I like to drink a few glasses before deciding to buy a parcel of wine. Experience has taught me that a swirl, sniff and sip in the winery shed is not enough. I add that putting your own money down makes an assessment far more serious than those of non-buying experts since mistakes build into financial damage.
Over the years how I assess wine has evolved from a taste test to drinking a glass to passing the bottle test. This asks, does the wine evolves in ways that retains drinking interest till the end, and as a guide 80% do not since they do not develop from the first glass. On the topic of experts, I am astonished when looking back over the last 50 years how the quantity of opinions has multiplied many times over. Pretty well all wines are well made so why do we need all this advice?
Here are two opinions that do matter, 50 years apart, which I hope will have you asking what you want from a wine. Perhaps they will help you see that forming your own opinion is the only way forward.

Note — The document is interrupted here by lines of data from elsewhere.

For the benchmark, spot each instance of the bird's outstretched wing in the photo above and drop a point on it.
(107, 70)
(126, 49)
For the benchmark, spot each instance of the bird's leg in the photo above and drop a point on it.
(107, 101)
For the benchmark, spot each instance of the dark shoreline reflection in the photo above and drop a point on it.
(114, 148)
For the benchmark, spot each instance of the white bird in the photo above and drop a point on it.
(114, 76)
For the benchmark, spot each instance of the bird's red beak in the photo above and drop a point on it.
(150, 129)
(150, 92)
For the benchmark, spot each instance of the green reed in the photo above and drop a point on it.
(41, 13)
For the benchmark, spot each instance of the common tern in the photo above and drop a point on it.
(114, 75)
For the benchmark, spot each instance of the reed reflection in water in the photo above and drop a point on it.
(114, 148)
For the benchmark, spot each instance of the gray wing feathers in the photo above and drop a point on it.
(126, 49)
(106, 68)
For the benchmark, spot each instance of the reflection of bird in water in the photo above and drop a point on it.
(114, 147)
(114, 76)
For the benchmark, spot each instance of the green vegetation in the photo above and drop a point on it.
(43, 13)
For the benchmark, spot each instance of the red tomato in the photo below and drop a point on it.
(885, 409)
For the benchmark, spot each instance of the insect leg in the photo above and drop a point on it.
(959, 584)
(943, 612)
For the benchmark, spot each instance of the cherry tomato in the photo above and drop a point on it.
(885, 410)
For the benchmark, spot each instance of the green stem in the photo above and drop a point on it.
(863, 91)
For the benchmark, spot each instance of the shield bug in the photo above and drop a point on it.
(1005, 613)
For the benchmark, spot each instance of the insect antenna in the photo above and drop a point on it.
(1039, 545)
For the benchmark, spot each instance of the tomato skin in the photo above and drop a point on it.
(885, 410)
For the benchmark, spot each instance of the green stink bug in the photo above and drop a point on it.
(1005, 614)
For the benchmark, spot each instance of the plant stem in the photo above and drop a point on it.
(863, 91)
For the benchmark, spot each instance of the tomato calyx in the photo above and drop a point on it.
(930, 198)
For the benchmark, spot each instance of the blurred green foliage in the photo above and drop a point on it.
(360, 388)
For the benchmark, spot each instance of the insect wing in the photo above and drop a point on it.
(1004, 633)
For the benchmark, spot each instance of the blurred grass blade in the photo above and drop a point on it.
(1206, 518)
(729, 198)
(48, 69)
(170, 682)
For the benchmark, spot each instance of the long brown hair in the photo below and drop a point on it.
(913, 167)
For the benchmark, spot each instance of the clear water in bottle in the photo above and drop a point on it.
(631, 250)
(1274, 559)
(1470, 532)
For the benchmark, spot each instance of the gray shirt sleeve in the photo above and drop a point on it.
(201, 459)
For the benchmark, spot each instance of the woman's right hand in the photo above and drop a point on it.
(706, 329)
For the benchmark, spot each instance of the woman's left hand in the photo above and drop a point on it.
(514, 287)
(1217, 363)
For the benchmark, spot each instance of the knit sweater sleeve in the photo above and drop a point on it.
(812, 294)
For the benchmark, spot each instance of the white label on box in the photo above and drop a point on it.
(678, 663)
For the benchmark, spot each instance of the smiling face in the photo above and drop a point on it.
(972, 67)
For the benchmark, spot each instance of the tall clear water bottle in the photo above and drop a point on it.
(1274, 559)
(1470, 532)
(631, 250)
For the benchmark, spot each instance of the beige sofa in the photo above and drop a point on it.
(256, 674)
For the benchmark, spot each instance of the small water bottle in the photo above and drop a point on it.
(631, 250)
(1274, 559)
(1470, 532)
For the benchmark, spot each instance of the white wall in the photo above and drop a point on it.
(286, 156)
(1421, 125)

The first by Harry Waugh from 1963: ‘I have a few bottles of Julienas 1947 and 1949 left, and these are quite outstanding. They are enormously full, rich wines with a high degree of alcohol…. of 17 degrees instead of the normal 11 or 12… I invited some really discerning friends in the wine trade to two luncheon parties….. I told them they would be drinking two great burgundies ‘blind’ and would say which they preferred. The wines were my Julienas 1947 and the Romanee Conti of 1937 made from pre-phylloxera grapes. At the first luncheon of six people the voting was three all and at the second, four to two in favour of the Julienas! This extraordinary wine astonished everyone, as it still astonishes me.’
The second by Matt Cramer (Wine Spectator) from 2013: ‘I’ve had decades of wine drinking to discover that my fantasized wine beauty only rarely became a reality. But I had to find that out for myself…… And I’m glad I did……Simply put, most of today’s fine wines—not all, mind you—will reach a point of diminishing returns on aging after as few as five years of additional cellaring after release. Stretch that to a full 10 years of additional aging and I daresay you will have embraced fully 99 percent of all the world’s wines, never mind how renowned or expensive.’
Both viewpoints challenge accepted views and leave me thinking there really is no normal with wine. Wine is about an established pecking order, for example-wineries with star ratings, but what if such certainty is over-rated; while Kramer by questioning the worth of aging and cellaring takes away a chock that holds up long held beliefs.
We have a simple adage in the wine trade; good wines are easy to make and hard to sell while customers face the reverse problem, as from the vast range which wines will give you the best taste and value.
The term ‘having skin in the game’ applies to Glug as we must get the wines right most times or we suffer financially. Writers and critics offering opinions do not have skin in the game so what they say is worth less.